# 180 Progress - At what point do you contact the wife?



## Lonelyin NC (Aug 1, 2012)

Heres the update on my 180. Its been nearly a month since i've started it

- Wife sent me an email a couple weeks ago (all business, no personal stuff) telling me she sent a certified letter with her Ct car registration and asking me if Ive signed the mortgage in my name - I ignored the email and didnt bother picking up the letter from the post office

Fast forward to last night - Im at work , and she calls while Im in a work meeting. I didnt answer her call and 10 minutes later , I get an email asking why I didnt pick up.
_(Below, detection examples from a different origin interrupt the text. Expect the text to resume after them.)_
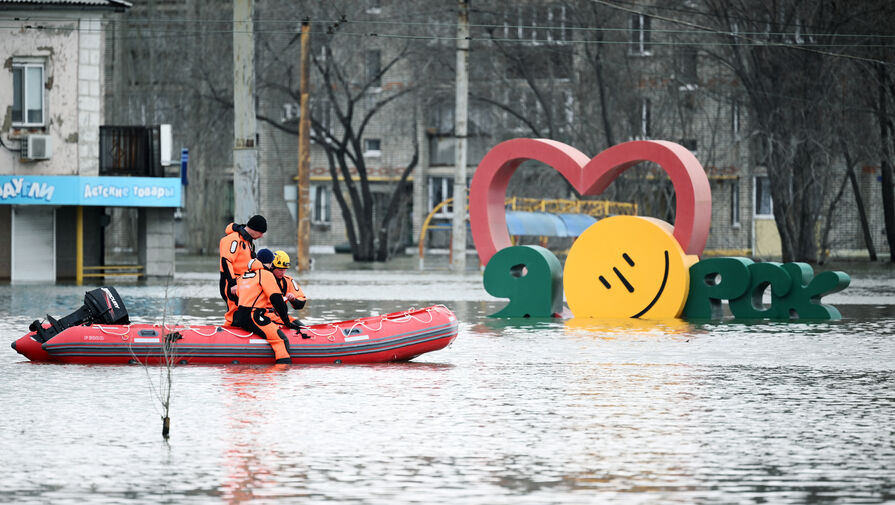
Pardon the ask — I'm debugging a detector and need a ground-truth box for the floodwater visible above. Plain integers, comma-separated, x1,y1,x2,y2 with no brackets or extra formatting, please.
0,258,895,504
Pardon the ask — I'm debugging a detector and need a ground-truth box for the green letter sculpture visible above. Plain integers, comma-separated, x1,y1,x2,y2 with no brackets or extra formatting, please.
683,258,752,319
483,245,562,317
730,262,792,319
771,263,851,319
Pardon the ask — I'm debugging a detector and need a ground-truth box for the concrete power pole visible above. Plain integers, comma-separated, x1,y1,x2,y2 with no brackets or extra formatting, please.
297,20,311,272
451,0,469,272
233,0,258,223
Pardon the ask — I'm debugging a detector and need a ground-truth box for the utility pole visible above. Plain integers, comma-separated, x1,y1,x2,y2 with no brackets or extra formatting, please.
233,0,258,223
451,0,469,272
297,18,311,272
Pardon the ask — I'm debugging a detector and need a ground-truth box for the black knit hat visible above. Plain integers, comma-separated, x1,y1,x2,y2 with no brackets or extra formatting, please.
246,216,267,233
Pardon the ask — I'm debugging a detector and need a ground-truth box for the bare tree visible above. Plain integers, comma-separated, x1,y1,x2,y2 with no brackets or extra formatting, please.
701,0,853,262
252,2,430,261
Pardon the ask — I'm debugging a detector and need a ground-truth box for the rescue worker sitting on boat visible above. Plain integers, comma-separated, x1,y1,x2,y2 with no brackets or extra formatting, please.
219,216,267,326
233,249,301,363
270,250,308,324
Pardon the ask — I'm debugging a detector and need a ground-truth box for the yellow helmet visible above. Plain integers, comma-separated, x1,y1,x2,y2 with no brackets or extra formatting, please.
272,251,289,268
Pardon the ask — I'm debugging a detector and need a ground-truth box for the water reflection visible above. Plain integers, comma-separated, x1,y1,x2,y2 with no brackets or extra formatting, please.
0,272,895,504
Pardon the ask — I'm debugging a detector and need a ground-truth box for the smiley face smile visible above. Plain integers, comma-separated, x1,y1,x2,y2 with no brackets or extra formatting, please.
563,216,698,319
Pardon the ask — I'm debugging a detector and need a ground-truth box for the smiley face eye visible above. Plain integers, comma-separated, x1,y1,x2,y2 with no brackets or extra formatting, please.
612,267,634,293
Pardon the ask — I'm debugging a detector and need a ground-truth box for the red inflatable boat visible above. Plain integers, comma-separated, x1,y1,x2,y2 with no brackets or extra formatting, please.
12,288,458,365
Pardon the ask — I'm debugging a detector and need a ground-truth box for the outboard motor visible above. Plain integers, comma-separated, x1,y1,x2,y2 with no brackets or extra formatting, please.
28,286,130,342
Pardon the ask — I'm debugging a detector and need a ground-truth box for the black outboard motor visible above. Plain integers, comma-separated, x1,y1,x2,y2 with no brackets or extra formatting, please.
28,286,130,342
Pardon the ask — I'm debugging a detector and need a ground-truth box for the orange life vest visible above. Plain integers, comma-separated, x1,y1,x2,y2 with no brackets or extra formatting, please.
236,261,282,309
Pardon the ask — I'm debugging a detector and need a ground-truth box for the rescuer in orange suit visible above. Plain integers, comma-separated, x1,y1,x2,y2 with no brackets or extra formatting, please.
220,216,267,326
270,251,308,324
233,249,301,363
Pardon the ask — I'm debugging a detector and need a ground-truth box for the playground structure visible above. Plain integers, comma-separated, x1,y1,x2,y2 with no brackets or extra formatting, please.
419,196,637,269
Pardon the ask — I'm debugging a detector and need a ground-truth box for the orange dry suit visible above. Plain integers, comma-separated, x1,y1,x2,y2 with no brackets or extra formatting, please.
270,275,308,325
220,223,255,326
233,261,298,363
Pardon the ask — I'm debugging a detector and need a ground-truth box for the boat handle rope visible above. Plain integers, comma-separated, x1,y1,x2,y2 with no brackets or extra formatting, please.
218,326,258,338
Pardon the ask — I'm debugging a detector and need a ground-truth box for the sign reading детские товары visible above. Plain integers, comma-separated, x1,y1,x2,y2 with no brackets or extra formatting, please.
0,175,181,207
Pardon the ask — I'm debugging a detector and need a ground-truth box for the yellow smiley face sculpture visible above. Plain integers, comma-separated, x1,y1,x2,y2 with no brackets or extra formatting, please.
563,216,699,319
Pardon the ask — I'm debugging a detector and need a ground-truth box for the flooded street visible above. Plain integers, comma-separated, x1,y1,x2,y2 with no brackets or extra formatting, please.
0,257,895,504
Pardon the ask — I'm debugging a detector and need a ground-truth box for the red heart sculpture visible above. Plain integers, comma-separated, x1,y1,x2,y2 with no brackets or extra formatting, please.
469,139,712,265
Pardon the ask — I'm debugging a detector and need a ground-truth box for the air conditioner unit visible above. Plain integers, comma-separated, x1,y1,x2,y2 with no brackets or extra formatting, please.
22,135,53,160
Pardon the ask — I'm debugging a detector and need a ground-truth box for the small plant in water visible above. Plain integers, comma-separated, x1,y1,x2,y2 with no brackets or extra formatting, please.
130,283,183,440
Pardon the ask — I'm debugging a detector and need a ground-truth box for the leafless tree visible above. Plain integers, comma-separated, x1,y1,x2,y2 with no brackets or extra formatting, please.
258,2,432,261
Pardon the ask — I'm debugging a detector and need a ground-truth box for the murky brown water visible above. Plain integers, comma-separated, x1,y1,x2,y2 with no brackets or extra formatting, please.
0,260,895,504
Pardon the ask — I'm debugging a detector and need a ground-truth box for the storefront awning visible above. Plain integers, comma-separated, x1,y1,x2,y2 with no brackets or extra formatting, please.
0,175,181,207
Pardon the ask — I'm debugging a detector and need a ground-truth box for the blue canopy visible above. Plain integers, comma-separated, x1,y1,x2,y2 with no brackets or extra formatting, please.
558,214,597,237
507,210,597,237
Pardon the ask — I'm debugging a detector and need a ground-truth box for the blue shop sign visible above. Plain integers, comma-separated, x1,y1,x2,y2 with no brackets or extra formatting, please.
0,175,181,207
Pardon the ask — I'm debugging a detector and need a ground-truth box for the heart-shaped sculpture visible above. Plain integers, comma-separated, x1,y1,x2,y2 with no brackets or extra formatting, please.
469,139,712,265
She really wants her car registration signed off by me ( the only way she can register her car is if I sign it) and she really wants to know if ive taken care of the mortgage thing. Shes starting to use words like please.

At what point should I actually contact her? A couple people I have talked to said I should send her a long letter stating how I feel . Im at a stalemate on that one , esp after the way she indirectly trashed me on FB. Right now, the plan is to keep the 180 up


----------



## Sod (Aug 20, 2011)

Well done on implementing the 180. I dont think you can avoid all conversations particularly those involving day to day stuff that you are tied to. By all means, respond with the appropriate detail around dealing with the car etc and nothing more. Just stick to the basics and take care of the "administrative" stuff while leaving emotion out of it


----------



## spun (Jul 2, 2012)

Lonelyin NC said:


> Heres the update on my 180. Its been nearly a month since i've started it
> 
> - Wife sent me an email a couple weeks ago (all business, no personal stuff) telling me she sent a certified letter with her Ct car registration and asking me if Ive signed the mortgage in my name - I ignored the email and didnt bother picking up the letter from the post office
> 
> ...


180 is all about respecting yourself. Business communication, as long as kept simply as that, is perfectly ok, and in situations where there are kids and shared property/assets, necessary.
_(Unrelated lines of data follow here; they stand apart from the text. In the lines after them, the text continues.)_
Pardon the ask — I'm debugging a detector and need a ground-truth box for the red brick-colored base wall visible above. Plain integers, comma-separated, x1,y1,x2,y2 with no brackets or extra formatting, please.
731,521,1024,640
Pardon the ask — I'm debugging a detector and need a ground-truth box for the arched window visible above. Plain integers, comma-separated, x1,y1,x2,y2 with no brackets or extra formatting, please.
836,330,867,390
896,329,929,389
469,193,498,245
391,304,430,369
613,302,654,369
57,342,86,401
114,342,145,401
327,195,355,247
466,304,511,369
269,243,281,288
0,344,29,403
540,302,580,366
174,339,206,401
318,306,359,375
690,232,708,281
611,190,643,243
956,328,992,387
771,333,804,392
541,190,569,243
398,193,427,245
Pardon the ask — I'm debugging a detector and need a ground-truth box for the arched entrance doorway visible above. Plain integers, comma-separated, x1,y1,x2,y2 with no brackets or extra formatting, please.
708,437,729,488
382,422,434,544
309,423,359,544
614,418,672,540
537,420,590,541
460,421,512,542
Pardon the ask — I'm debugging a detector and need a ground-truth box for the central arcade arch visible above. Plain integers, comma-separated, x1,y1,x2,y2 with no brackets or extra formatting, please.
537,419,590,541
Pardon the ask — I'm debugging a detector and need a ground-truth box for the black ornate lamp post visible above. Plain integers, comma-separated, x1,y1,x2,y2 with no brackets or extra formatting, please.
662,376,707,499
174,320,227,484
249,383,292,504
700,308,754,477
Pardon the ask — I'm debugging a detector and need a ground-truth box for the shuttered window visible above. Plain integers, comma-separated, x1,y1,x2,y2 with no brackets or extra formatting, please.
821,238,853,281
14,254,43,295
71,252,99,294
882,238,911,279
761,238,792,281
Do not send her a letter stating how you feel. That's the last thing you want to do.

Business only. Calm, cool, detached. No emotion.

Keep up the good work!


----------



## Twofaces (Dec 5, 2011)

:iagree:


Sod said:


> Well done on implementing the 180. I dont think you can avoid all conversations particularly those involving day to day stuff that you are tied to. By all means, respond with the appropriate detail around dealing with the car etc and nothing more. Just stick to the basics and take care of the "administrative" stuff while leaving emotion out of it


:iagree::iagree::iagree:

Its what i do.


----------



## Lonelyin NC (Aug 1, 2012)

Well i've decided the long letter is out of the question. I spent the first 4 1/2 months of my seperation boo hooing over the wife with no sucess in breaking the ice. After what i read on her FB ....thats when I hit rock bottom and realized ive got better things to live for and needed to rebuild myself from the ground up. a funny side note to add ..I find myself paraphrasing the intro to the Six Million Dollar Man 

"Gentlemen, we can rebuild him..we have the tools , we have the capabilities .Make him better than before - Better, stronger, faster!" ( This can apply to the ladies here too who are doing the 180)
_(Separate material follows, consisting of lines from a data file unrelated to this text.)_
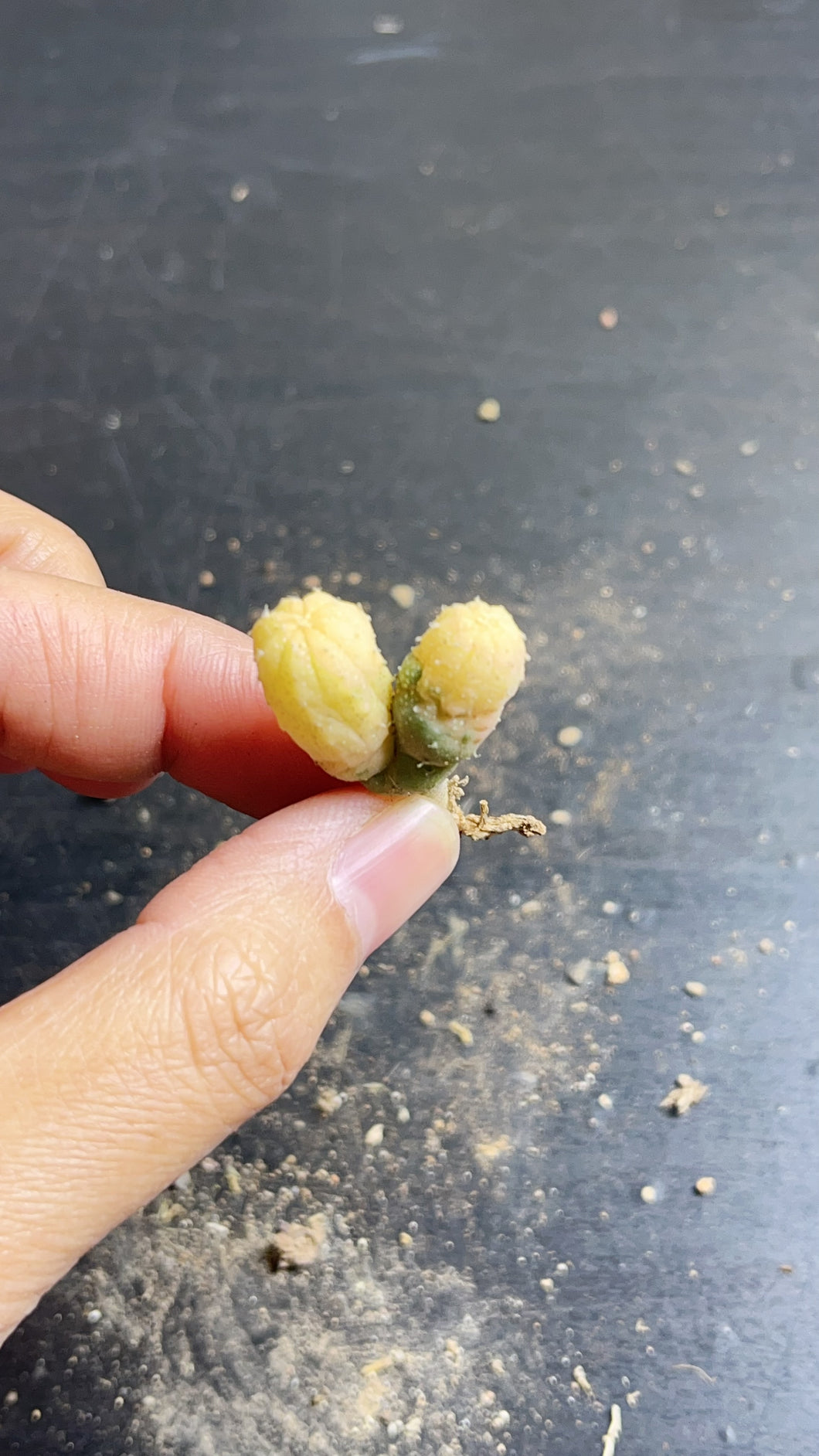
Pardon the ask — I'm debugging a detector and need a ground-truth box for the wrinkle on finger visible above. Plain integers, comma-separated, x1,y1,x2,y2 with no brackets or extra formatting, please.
0,491,105,587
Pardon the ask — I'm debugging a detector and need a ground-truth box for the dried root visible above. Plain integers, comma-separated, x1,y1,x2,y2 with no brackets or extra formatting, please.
447,777,545,840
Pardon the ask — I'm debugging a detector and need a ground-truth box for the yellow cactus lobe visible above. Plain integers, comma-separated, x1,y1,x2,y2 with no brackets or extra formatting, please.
250,591,393,782
412,597,527,747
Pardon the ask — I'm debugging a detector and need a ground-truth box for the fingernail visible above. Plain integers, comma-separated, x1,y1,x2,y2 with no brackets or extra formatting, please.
330,795,460,960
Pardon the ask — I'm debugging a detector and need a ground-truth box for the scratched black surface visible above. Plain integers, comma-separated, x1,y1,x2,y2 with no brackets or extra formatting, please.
0,0,819,1456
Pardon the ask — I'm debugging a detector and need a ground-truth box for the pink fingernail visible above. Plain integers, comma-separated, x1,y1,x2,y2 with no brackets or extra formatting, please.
330,795,460,960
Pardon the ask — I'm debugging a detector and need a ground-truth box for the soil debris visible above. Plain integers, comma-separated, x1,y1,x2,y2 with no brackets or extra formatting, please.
671,1364,717,1385
601,1403,623,1456
603,951,631,985
447,1021,474,1047
447,777,545,840
661,1072,709,1117
572,1366,595,1400
476,396,501,425
390,581,416,611
267,1213,328,1273
565,955,593,985
313,1087,345,1117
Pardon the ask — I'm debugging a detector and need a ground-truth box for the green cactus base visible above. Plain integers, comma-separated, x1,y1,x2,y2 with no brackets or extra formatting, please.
365,753,455,794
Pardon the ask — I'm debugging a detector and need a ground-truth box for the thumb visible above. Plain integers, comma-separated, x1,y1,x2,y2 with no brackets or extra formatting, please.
0,791,458,1338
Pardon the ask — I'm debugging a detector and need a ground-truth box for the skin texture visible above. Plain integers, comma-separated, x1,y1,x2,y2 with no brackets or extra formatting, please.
0,492,458,1341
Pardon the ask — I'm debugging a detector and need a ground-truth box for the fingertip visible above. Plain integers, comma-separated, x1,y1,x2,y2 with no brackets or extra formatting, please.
330,794,460,960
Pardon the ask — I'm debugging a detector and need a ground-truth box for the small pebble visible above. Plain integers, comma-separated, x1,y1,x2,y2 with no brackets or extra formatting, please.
605,952,631,985
390,581,415,610
476,399,501,425
372,15,404,35
447,1021,474,1047
565,955,593,985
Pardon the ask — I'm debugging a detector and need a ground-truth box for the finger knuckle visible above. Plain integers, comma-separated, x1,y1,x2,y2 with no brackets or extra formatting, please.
180,924,297,1107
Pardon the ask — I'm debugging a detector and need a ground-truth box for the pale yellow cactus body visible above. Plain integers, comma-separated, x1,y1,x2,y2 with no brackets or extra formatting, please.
412,597,527,747
250,591,394,782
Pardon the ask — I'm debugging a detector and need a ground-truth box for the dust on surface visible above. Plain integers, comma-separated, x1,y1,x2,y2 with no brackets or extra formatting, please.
63,885,628,1456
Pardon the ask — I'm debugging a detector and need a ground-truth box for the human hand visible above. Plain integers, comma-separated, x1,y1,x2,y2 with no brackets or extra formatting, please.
0,492,458,1341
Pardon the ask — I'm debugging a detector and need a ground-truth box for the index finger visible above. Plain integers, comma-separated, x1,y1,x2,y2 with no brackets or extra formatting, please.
0,570,338,817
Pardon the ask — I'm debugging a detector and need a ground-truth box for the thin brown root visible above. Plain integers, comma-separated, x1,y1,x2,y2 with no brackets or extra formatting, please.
447,777,545,840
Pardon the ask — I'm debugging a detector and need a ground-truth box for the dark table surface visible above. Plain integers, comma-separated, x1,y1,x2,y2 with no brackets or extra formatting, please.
0,0,819,1456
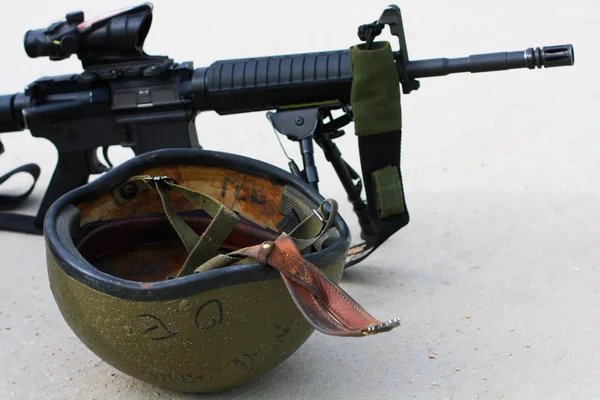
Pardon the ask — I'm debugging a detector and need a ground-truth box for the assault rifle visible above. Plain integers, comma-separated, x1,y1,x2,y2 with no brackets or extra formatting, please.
0,3,574,263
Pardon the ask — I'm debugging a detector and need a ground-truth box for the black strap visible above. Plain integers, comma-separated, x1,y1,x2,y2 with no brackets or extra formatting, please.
0,213,44,235
0,164,43,235
0,164,41,211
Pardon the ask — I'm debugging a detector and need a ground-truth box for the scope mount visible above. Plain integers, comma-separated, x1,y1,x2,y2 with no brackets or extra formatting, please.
24,3,174,79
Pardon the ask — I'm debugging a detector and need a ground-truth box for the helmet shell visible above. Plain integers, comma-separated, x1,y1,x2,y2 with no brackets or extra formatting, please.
44,149,350,392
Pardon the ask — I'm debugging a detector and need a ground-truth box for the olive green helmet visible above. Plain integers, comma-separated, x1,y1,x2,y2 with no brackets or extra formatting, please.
44,149,398,392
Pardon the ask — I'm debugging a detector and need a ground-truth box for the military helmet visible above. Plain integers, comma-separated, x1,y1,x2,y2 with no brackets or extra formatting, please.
44,149,398,392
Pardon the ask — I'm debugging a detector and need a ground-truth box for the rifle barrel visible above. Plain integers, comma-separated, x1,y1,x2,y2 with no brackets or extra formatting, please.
192,45,575,115
406,45,575,78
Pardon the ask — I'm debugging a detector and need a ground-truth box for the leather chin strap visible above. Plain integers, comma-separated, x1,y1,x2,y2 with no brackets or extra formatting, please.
129,176,400,337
On a serious note - Thank God we had no children together..Id be up that creek without a paddle if we did. I'll take care of her car registration whenever I get it in the mail again. However , as far as the house goes, She waived her rights to it and Im in the process of assuming the mortgage solely in my name. My biggest question , what concern is it of hers of what Im doing with the house?..call me paranoid, but my gut tells me shes up to something .


----------